Il se fait que c’est un domaine dans lequel je travaille en ce moment. J’ai été chercheur officiellement en Intelligence Artificielle de 1987 à 1990 [au sein du projet CONNEX chez British Telecom à Ipswich]. En 1990, le programme sur lequel je travaillais s’est interrompu. J’ai eu l’occasion de raconter ça ailleurs et il se faisait qu’à cette époque-là, il y avait un banquier, M. Jean-François Casanova à la Banque de l’Union Européenne, qui m’avait rencontré déjà à plusieurs reprises à la suite d’émissions que j’avais faites pour France Culture sur le thème de l’Intelligence Artificielle et à la demande de Mme Laure Adler : les « Nuits magnétiques ». 

M. Casanova avait écrit à France Culture. J’avais reçu la lettre. Il m’avait invité à déjeuner plusieurs fois et il m’a proposé de venir travailler avec lui et il s’est fait qu’un jour nous sommes chez Drouant (ce n’est pas pour décerner le prix Goncourt, c’est parce que c’est au bout de la rue où il travaillait et où je travaillerai ensuite : la rue Gaillon à Paris), et je lui dis à ce moment-là : « Voilà, mon programme se termine ». Il dit : « Formidable, maintenant, le moment est venu de venir travailler avec moi ! ». Ce que je fais alors. 

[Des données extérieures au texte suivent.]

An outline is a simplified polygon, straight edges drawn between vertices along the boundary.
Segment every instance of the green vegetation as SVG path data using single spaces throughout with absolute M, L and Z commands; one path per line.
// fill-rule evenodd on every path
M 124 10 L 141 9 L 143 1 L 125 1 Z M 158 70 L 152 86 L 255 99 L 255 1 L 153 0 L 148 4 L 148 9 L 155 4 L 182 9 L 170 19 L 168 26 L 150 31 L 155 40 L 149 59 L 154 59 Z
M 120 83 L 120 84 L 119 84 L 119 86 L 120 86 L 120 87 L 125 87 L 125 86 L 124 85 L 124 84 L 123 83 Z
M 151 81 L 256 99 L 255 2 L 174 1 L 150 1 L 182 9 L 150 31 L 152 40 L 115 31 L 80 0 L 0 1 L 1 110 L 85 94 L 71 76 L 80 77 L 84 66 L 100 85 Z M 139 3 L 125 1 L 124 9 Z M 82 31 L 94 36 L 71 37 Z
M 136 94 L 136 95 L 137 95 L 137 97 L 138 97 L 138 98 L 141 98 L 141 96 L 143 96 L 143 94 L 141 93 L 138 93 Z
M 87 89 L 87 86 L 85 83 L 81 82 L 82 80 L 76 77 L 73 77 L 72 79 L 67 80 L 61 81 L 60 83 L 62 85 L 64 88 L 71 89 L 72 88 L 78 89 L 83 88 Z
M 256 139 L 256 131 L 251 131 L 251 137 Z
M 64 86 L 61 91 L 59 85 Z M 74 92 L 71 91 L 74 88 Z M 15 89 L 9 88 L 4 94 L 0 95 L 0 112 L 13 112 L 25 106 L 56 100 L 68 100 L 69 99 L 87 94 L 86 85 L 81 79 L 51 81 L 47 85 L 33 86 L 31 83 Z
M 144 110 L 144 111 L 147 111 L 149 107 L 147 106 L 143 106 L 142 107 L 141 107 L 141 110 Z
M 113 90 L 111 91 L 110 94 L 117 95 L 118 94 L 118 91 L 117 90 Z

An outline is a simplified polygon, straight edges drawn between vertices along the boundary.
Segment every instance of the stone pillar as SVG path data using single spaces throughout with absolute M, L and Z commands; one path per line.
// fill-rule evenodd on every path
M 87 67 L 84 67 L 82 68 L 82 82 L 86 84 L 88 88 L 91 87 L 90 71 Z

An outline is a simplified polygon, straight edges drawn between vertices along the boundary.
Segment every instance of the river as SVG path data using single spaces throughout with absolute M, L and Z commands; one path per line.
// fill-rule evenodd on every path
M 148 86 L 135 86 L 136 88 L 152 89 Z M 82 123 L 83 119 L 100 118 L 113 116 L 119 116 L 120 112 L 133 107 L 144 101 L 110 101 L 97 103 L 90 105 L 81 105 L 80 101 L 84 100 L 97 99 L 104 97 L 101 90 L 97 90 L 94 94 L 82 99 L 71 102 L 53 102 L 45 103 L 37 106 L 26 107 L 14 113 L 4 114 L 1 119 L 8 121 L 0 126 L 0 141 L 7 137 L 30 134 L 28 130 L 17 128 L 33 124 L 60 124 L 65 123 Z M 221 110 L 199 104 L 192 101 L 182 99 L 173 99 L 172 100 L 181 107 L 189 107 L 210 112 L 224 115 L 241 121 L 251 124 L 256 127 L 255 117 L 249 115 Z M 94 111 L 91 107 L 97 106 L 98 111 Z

Je travaillerai dans ce domaine-là pendant 18 ans et l’idée, c’est que je vais appliquer les techniques de l’Intelligence Artificielle dans la finance. Et au cours des 18 années où j’ai travaillé dans la finance, je n’ai pas utilisé de techniques d’Intelligence Artificielle. 

En quelques mots, je vais vous dire ce que j’ai fait quand même parce que tout ça, l’idée quand même, c’était de me faire venir pour que j’utilise des techniques pointues pour lancer d’abord des choses qu’on appellera ensuite le High frequency trading : le trading [passage d’ordres] à haute fréquence, ensuite des programmes, voilà, d’attribution automatisée de prêts immobiliers, ce que j’ai fait chez IndyMac en Californie, à Pasadena. Enfin bon, des choses de cet ordre-là.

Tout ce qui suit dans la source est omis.